Having not represented the West Indies in a T20I since April 2016, the 33-year-old St Lucian Johnson Charles is one of those whose World Cup squad inclusion has created some degree of fervent debate among Caribbean cricket fans, particularly on social media. Charles has, however, continued to justify his selection and defy his critics with his ongoing outstanding performances at this year’s CPL.
With 342 runs scored from 8 innings batted for an average of 48.85 and an impressive strike rate of 135.17, Charles has to date established himself as the tournament’s most outstanding batsman by far. So much so, that should he continue in his current vein until the end of this year’s CPL his seat on the flight to Australia could very well be as Evin Lewis preferred opening batting partner. As opposed to his initial designation as the squad’s backup wicket-keeper batsman.
Charles’ ongoing 2022 CPL performances have been fully supportive of his World Cup squad inclusions.

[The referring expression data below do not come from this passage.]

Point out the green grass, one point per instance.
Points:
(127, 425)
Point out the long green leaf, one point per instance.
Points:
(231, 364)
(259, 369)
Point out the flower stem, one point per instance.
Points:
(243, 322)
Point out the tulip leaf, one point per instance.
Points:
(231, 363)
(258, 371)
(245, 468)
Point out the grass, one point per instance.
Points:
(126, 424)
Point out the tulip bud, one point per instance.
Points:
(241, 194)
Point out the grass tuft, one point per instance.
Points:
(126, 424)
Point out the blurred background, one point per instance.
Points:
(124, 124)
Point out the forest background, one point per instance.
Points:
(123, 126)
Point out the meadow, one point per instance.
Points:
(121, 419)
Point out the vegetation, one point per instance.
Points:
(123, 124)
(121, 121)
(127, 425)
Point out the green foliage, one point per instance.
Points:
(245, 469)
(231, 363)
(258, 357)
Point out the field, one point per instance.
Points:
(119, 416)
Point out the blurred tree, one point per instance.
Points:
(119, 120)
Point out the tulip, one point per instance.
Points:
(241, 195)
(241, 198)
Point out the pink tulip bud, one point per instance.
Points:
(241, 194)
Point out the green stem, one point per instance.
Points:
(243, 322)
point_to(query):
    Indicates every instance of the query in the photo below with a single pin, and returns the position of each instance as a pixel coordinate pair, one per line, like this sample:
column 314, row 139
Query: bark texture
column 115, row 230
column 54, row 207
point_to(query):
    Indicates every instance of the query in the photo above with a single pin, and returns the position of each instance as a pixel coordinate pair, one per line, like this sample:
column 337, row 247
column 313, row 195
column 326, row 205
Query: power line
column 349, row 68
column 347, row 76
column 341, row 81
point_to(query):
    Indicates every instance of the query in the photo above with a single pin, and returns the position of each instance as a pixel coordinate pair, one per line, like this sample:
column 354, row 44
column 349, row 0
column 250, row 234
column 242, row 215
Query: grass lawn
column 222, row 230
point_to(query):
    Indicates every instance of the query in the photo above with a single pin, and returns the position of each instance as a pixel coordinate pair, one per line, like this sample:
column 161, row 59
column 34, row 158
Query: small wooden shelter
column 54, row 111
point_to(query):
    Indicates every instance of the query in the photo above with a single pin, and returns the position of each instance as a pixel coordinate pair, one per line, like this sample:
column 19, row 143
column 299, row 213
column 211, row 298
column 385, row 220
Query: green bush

Those of others by contrast may have already left Haynes and his fellow selectors scratching their individual and collective heads, while also providing them with sufficient reasons for second-guessing some if not all their controversial choices.
Having been controversially excluded from the squad, Fabian Allen, the dynamic three-dimensional left-arm spinner, power-hitting, world-class fielding all-rounder sent Haynes and Co, the very poignant message of a 35-ball half-century that included three sixes and an exact number of fours, followed by outstanding bowling returns of 1/20-4 in the Jamaica Tallawahs’ September 17 match against the Trinidad & Tobago Knight Riders.
Allen’s performance, coming as it did just a few days after the West Indies squad’s announcement, would have served to reinforce the significant numbers of expressed views that his inclusion would have made far more sense than that of Raymon Reifer. As a medium-pace batting allrounder, Reifer is very much the same type of player as Kyle Mayers, vice-captain Rovman Powell and even Jason Holder. As a left-arm seamer, his inclusion has also left the squad with no less than three such bowlers with the front liners Obed McCoy and Sheldon Cottrell being the other two. Had he been chosen instead of Reifer, Allen’s inclusion would have given the squad the much better balance of a second left-arm spinner, belligerent hard-hitting lower-order batsman, as well as a fielder whose outstanding catching and run-saving capabilities would be assets to any squad.
The recovering from injury, thirty-three years old ageing Cottrell is another whose inclusion Haynes and Co must now be second guessing. In the three matches he has so far played at this year’s CPL, Cottrell has yet to produce any performances that can in any way be deemed as supportive of the merits of his World Cup squad inclusion.
2/73-8 overs bowled at an economy rate of 9.12 are not the type of statistics that are squad inclusion supportive in any way shape or form. Furthermore, and by contrast, the continuing power-play wicket-taking performances of Jason Holder, Alzarri Joseph and Obed McCoy for their respective franchises have made a mockery of Haynes’ explanation for Cottrell’s inclusion, which was “he’s been taking wickets for us up front!”
The two major issues with Haynes’ advanced rationale are that firstly, Cottrell’s actual wicket-taking production for the West Indies has been somewhat unspectacular for the better part of the last two years! 1, 1, 0, 0, 1, 1, 2, 3, 0, 0, 2, 0, 1, 1, 1, 0, 2, 2, 1 and 1 are the numbers of wickets he’s taken in each of the last twenty T20I he’s played for the West Indies.